Ama bazen gitmen gerekir ve ne pahasına olursa olsun yola çıkarsın.
Günümüzün en büyük faciaları denizlerde yaşanıyor.
16. yüzyılda köle olarak taşınan siyahlardan bu yana denizdeki acı dinmedi hiç.
Ölüm meleği, bu coğrafyanın sularında da, Akdeniz’de, Ege’de, hatta Meriç’te sürekli insan topluyor.
Ama ölümün haberi bile adaletli dağılmıyor canına yandığımın dünyasında, meğer, acı ve ölüm sayısı yarıştırılmaz ama, denizlerde ölenden daha çok can yitip gidiyormuş Afrika çöllerinde.
İKSV’nin etkinliğinde Hasan Söylemez’in Tenere belgeselini seyrettim.

İnsan yaşamaktan utanıyor böyle anlarda, kılıç kesmez bir utanç sisinin içinde öylece kaybolmak, yok olmak, sonsuza karışmak istiyorsun.
Ama senin canın tatlı tabii, hiçbir şey yapamıyorsun.
İkiyüzlülük mü bu?
Değil elbette.
Değil de, ne olduğunu bile bilemiyorum.
Tenere, Afrika’da geçiyor.

Nijer’in Agadez şehrinden Libya’ya cehennem sıcağında ulaşmaya çalışan insanların çölü aşma mücadelesini anlatıyor.
Ahı gitmiş de vahı bile kalmamış bir kamyon düşünün, ama insanları, hayvanları, satılacak malları, yolda yenecek yiyecekleri, suları hepsini kamyonun her yerine yerleştirin.
Son olarak, herkesi kamyonun üstüne çıkarın ve bildiğiniz bütün her şeyi unutun.
Emniyet kemeriymiş, güvenlikmiş, yolmuş, koltukmuş… hepsini hepsini unutun.
Bu yolculuğun tek bir kuralı var, o da kamyon Libya’ya vardığında hayatta kalanlar arasında olmak.
Hasan Söylemez, belgeselini Agadezli Beşir’in gözünden çekmiş.

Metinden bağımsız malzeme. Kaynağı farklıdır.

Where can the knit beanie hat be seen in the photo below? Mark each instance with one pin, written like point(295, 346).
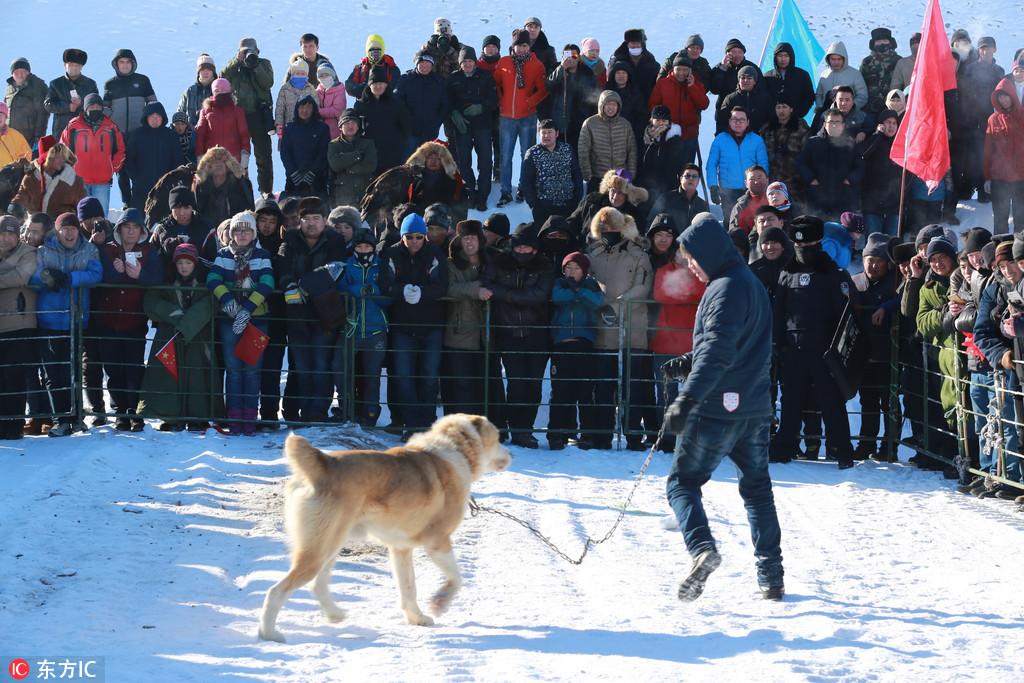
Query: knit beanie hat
point(89, 207)
point(580, 259)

Hayatlarının hiçbir değeri olmadığını bilen insanların doluştuğu bir kamyon bu, onların yolculuğu.
Ölürlerse, istatistik bile olmayacaklar.
Kimse umursamayacak onları, sevdiklerinden başka kimse ağıt yakmayacak arkalarından, hiçbir iz kalmayacak dünyada, sanki hiç yaşamamış olacaklar, sanki hiç varolmadılar, kumun içinde kum zerreciklerine dönüşmeyi bekleyecekler.
Uyumak bile yasak yolculukta, şayet uyuyakalır da düşersen gece vakti ve duymazsa çığlığını kimse, çölün ortasında bir başına kalıverirsin.
Kamyon bozulabilir, lastik patlayabilir, yolculuk beklenenden uzun olabilir.
Ve, sen orada çaresizce beklerken ölebilirsin.
Yolculuğa çıkan herkes biliyor bu gerçeği, ölümle dans ediyorlar yol boyunca ve başarabilirlerse ölmemeyi, kendilerini nelerin beklediğini de bilmedikleri yeni bir hayata başlıyorlar.
Kimileri bir şeyler satıp Beşir gibi geri dönüyor, kimileri Libya’dan Avrupa’ya doğru ölüm yolculuklarına devam ediyor…
İnsanın kendini değersiz hissetmesi başlı başına üstünde durulması gereken bir olgu ama buranın gerçekliği bambaşka.
“Yalnız biraz daha iyi yaşamaya özlemli” der ya Necatigil…
İyi çok uzak, olanın biraz daha iyisi, ölüm yolculuğuna çıkmayacak, bir yatağı olacak, geceleri aç uyumayacak kadar…
Daha gidilecek ne çok yol olduğunu gösteren epik bir ‘insan kalma’ destanı bence Tenere.
Denizlerde ve çöllerde milyonlarca insan hayatını kaybederken biz de insanlığı, insanlığın erdemlerini kaybediyoruz çünkü.